Am 1. Oktober geht’s los. Auf dem Campus in Erfurt. Die Stadt ist für ihn dabei keine Unbekannte: „Ich mag sie als Ganzes sehr“, sagt er. „Und ich finde ihr kulturelles Erbe genauso interessant wie den Nordstrand. Als begeisterter Theatergänger bin ich darüber hinaus besonders neugierig auf das Erfurter Theater und die anderen Bühnen, da gibt es sicherlich viel zu entdecken.“ Er sei nämlich ein leidenschaftlicher Theater-, Konzert- und Operngänger, sagt er von sich selbst. „Da komme ich zur Ruhe und tanke Energie für alles andere.

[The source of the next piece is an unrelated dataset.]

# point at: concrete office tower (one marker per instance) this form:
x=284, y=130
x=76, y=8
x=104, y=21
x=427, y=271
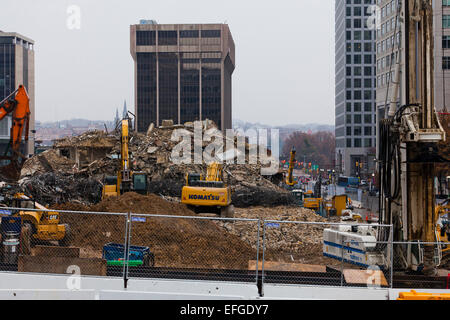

Klingt ein wenig aus der Mode gekommen, aber das Live-Erlebnis in einem Theater ist für mich durch nichts zu ersetzen.“

Wir wünschen dem neuen Kollegen eine spannende Entdeckungstour, einen wunderbaren Start an der Universität Erfurt und sagen: Herzlich willkommen, Prof. Dr. Erik Weber!